モデレーターの安井氏も、「皆さんはご家族のスマホの番号、暗記してますか? ワープロが登場して漢字が書けなくなったから、使うのをやめましたか? それと同じではないか」と、道具と能力の関係性を分かりやすく例示。AIによって変化する能力もある一方、AIを駆使してより高度な課題解決に取り組む力が重要になるとの見方を示す。その上で、「AIは単なる“文房具”ではなく、人間の能力を引き出す“相棒”“パートナー”となり得る」と述べ、AIをいかに人間中心の視点で活用していくかが鍵であると議論をまとめた。

AIを“文房具”に留まらず、“相棒”として捉える

そのほか、AI活用を学校現場で推進する上での現実的な障壁である、管理職や行政、保護者の理解不足についても意見が交わされた。
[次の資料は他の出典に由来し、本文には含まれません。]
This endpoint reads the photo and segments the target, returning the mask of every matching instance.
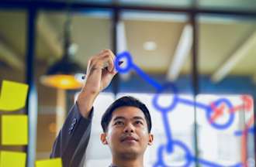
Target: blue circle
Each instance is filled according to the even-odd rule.
[[[230,110],[233,107],[231,102],[226,98],[218,99],[213,104],[215,106],[218,106],[222,103],[225,103]],[[217,124],[215,122],[211,122],[210,121],[211,121],[212,112],[213,112],[213,111],[212,110],[211,107],[209,107],[209,109],[206,111],[206,118],[207,118],[209,122],[210,122],[211,125],[216,129],[225,129],[225,128],[229,128],[234,120],[234,112],[231,112],[229,114],[230,118],[229,118],[228,121],[227,121],[227,123]]]
[[[165,89],[169,88],[169,87],[171,88],[173,94],[174,94],[173,101],[172,101],[172,103],[171,103],[171,104],[169,106],[162,107],[158,104],[157,100],[159,98],[160,94],[161,94]],[[172,111],[175,107],[178,100],[177,92],[178,92],[177,88],[175,87],[175,85],[172,83],[168,83],[168,84],[163,85],[163,87],[160,90],[157,90],[157,94],[153,97],[154,107],[157,111],[160,111],[161,112],[168,112],[169,111]]]
[[[172,142],[173,146],[177,145],[178,147],[180,147],[181,148],[182,148],[185,151],[185,158],[186,159],[186,163],[182,166],[189,167],[193,161],[193,159],[192,158],[192,156],[191,155],[191,152],[190,152],[189,148],[187,148],[187,146],[180,141],[173,140],[171,142]],[[164,157],[163,152],[164,152],[164,150],[167,148],[166,147],[168,147],[168,146],[164,145],[159,146],[158,151],[157,151],[158,159],[157,159],[157,163],[154,166],[171,167],[171,165],[167,165],[164,163],[164,159],[163,159],[163,157]]]
[[[126,66],[120,66],[118,63],[121,61],[121,59],[125,58],[126,60],[127,65]],[[130,69],[133,66],[132,56],[129,52],[123,52],[118,54],[116,57],[115,67],[116,70],[119,73],[127,73]]]

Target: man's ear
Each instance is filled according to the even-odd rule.
[[[148,145],[153,145],[153,141],[154,141],[154,135],[152,134],[149,134],[149,138],[148,138]]]
[[[102,143],[103,145],[108,145],[108,141],[107,141],[107,137],[106,137],[106,133],[102,133],[100,135],[100,140],[102,141]]]

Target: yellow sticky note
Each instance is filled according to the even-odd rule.
[[[27,115],[2,116],[2,145],[22,145],[28,144]]]
[[[24,152],[0,152],[0,167],[25,167],[26,155]]]
[[[25,107],[28,85],[17,82],[4,80],[0,95],[0,110],[12,111]]]
[[[61,158],[51,158],[36,162],[36,167],[62,167]]]

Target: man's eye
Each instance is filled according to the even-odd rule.
[[[140,121],[135,121],[135,124],[143,124],[143,122]]]
[[[116,121],[116,122],[115,122],[114,124],[116,124],[116,125],[122,125],[122,124],[123,124],[123,121]]]

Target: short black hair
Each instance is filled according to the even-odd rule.
[[[146,118],[146,121],[147,121],[147,124],[148,133],[150,133],[151,131],[151,117],[150,117],[150,112],[149,112],[147,107],[146,107],[146,105],[144,103],[140,101],[138,99],[137,99],[133,97],[130,97],[130,96],[125,96],[125,97],[117,99],[112,104],[110,104],[110,106],[106,109],[106,111],[105,111],[105,113],[103,114],[103,115],[102,117],[102,121],[101,121],[101,124],[102,124],[103,131],[106,132],[108,130],[109,124],[112,119],[112,112],[116,108],[119,108],[121,107],[125,107],[125,106],[135,107],[140,108],[142,111],[142,112],[145,115],[145,118]]]

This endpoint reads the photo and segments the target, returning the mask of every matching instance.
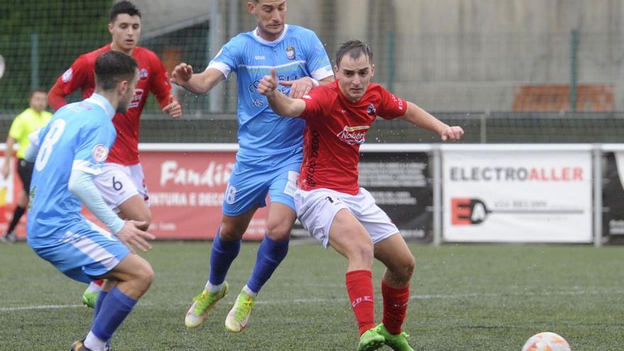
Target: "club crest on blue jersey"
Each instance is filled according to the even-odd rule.
[[[289,46],[286,48],[286,57],[289,60],[294,60],[295,59],[295,48],[292,46]]]

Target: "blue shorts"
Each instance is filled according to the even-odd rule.
[[[301,162],[279,167],[237,162],[223,196],[223,214],[236,216],[255,207],[264,207],[267,194],[271,202],[284,204],[295,211],[294,196],[301,166]]]
[[[130,253],[115,235],[87,220],[57,243],[33,250],[64,274],[84,283],[111,272]]]

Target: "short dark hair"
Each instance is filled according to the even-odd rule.
[[[369,62],[373,62],[373,50],[368,44],[360,40],[349,40],[343,43],[336,52],[336,66],[340,65],[342,57],[349,54],[352,59],[355,60],[362,54],[366,55]]]
[[[137,62],[123,52],[108,51],[95,61],[96,88],[104,91],[115,89],[123,80],[132,80],[136,74]]]
[[[108,23],[112,23],[114,22],[117,19],[117,16],[121,13],[141,16],[141,12],[134,6],[134,4],[126,1],[119,1],[111,8],[111,12],[108,14]]]
[[[30,90],[30,94],[28,94],[28,101],[30,101],[30,99],[33,99],[33,96],[34,96],[35,94],[37,93],[43,93],[47,94],[48,91],[42,88],[41,87],[37,87],[36,88]]]

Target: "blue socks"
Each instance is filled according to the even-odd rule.
[[[103,292],[101,291],[100,294]],[[125,295],[117,286],[113,288],[105,297],[106,299],[100,295],[98,298],[96,314],[91,328],[91,333],[103,341],[111,338],[137,302],[134,299]]]
[[[232,262],[240,251],[240,240],[221,241],[220,231],[221,228],[217,230],[217,236],[213,241],[210,254],[210,275],[208,281],[213,285],[223,283]]]
[[[286,257],[288,253],[288,243],[289,239],[276,241],[264,235],[264,239],[258,247],[253,272],[247,283],[247,287],[252,291],[257,294],[262,289],[262,286]]]
[[[104,290],[101,290],[98,293],[98,299],[95,302],[95,308],[93,309],[94,321],[95,321],[95,318],[97,317],[98,313],[100,313],[100,310],[102,308],[102,303],[104,302],[104,299],[106,298],[106,295],[108,294],[108,291],[104,291]]]

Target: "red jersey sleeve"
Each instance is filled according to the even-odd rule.
[[[169,105],[169,96],[171,94],[169,73],[156,54],[152,54],[151,62],[153,77],[150,90],[156,96],[160,107],[164,108]]]
[[[67,105],[65,97],[82,89],[89,81],[89,74],[93,74],[93,67],[90,66],[87,57],[81,55],[58,77],[54,87],[48,93],[48,102],[54,111]]]
[[[313,118],[318,116],[323,116],[325,108],[331,106],[329,85],[321,85],[313,89],[308,95],[301,98],[306,103],[306,109],[299,116],[303,119]]]
[[[381,104],[377,109],[377,116],[384,119],[394,119],[407,112],[407,101],[379,86]]]

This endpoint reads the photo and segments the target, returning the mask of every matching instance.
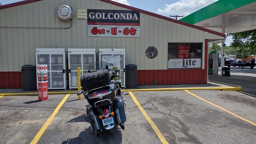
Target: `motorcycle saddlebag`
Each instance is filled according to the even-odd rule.
[[[114,103],[116,109],[116,117],[117,124],[125,122],[127,119],[127,116],[125,110],[125,105],[124,99],[122,97],[117,96]]]
[[[110,73],[106,69],[85,73],[80,78],[81,86],[84,91],[106,86],[110,83]]]

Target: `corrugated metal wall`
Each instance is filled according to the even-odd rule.
[[[70,21],[61,21],[56,16],[56,10],[62,4],[69,5],[74,12],[70,28],[68,28]],[[88,37],[87,20],[76,19],[77,8],[127,10],[96,0],[46,0],[1,9],[0,72],[20,71],[24,64],[35,64],[36,48],[96,48],[96,51],[101,48],[125,48],[126,64],[135,64],[138,70],[166,70],[168,42],[204,44],[205,38],[222,38],[141,13],[140,37]],[[158,50],[154,59],[145,54],[150,46]]]

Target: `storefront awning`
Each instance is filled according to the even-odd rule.
[[[256,0],[219,0],[180,21],[225,33],[256,29]]]

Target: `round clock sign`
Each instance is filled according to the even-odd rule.
[[[153,58],[157,55],[157,50],[154,46],[150,46],[146,50],[146,55],[149,58]]]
鈴木氏は、反対意見に対して「まず文部科学省の生成AIガイドラインを参照してもらうこと」を勧め、ガイドラインが禁止だけでなく活用を後押しする側面も持つことを周知する必要性を述べた。保護者の懸念に対しては、安藤氏が「AIによる東大数学問題の解答デモ」など、学習効果や受験への有効性を具体的に示すアプローチを紹介。これに対し鈴木氏も効果を認めつつ、中学受験など、現行の評価システムとの間で保護者が抱えるジレンマにも触れた。

ChatGPTが東大レベルの数学の問題に解答

AIと共に拓く、未来の教育

このように、AIは児童生徒の創造性を解き放つ一方で、その利用には倫理的な教育と配慮が欠かせない。また、個別最適化された学びを支援する強力なツールとなり得るが、思考力の低下に対する根強い懸念にも丁寧に対応する必要があるだろう。

両氏の実践は、AIを教育目標達成のための「道具」そして「パートナー」として位置づけ、常に人間中心の視点で教育の本質に立ち戻る重要性を教えてくれる。教員は授業の目的を常に問い直し、AIの特性を理解した上で最適な使い方を模索し、子供たちが主体的に学び方を選択できる環境を整えることが求められる。文科省のガイドラインなどを共通の土台としながら、各教育現場での知恵と経験を積み重ね試行錯誤を続けていくことこそが、未来の教育を拓く道筋となる。